Wednesday, August 5, 2009
The Latest Ailment of Advancing Age
I'm getting suspicious of Philadelphia -- or maybe paranoid is the word I'm looking for. Six years ago almost to the day, I was standing up in the Philadelphia division of the U.S. Bankruptcy Court for the Eastern District of Pennsylvania speaking on behalf of a client, when I suddenly experienced what it must feel like to be kicked in the belly by a mule. Diverticulitis! An intestinal blockage of intensity and pain I wouldn't wish on even that tinhorn corporate micro-midget who had me so mad several weeks ago. But time passed and the medical care system worked its wonders. After two major abdominal operations and the considerable indignity of pooping into a leaky colostomy bag for three months, it appeared my old chocolate channel was back in tip-top shape.

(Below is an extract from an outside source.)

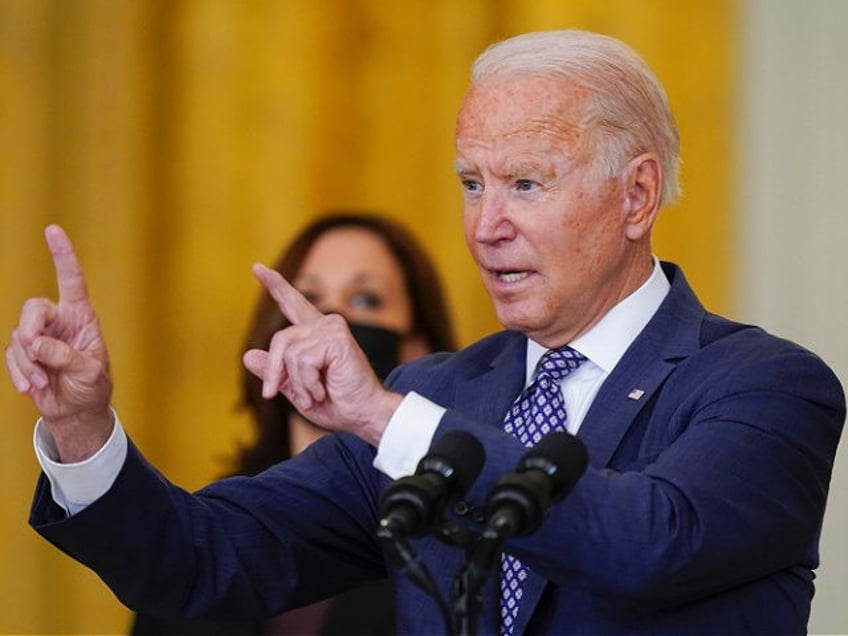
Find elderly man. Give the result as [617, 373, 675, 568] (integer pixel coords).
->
[6, 31, 845, 634]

Yesterday I was sitting in a roomful of people attending the August 2009 Philadelphia Sheriff's judicial sale of foreclosed properties, bidding on behalf of a client. And yes, friends, that damn mule came along and kicked me in the gut again. It felt just like what I remembered of that diverticulitis attack of yesteryear. So once again I drove home from Philadelphia in extreme discomfort, only this time dreading a repeat of past sufferings. After a brief eternity in the emergency room waiting area, the requisite inquiries into my insurance coverages, more waiting, the surrender of several gallons of blood, more waiting, an X-ray, more waiting, a CT scan and more waiting, all made bearable by a couple of hits of morphine, I received the medics' verdict ...
Kidney stone.
Great was the rejoicing in my heart at that pronouncement! No surgery! No leaky colostomy bag! Just a day or two of gritting my teeth while the offending bit of crystalline matter works its way through the system -- like a golf ball through a garden hose -- and leaves me a free man once again.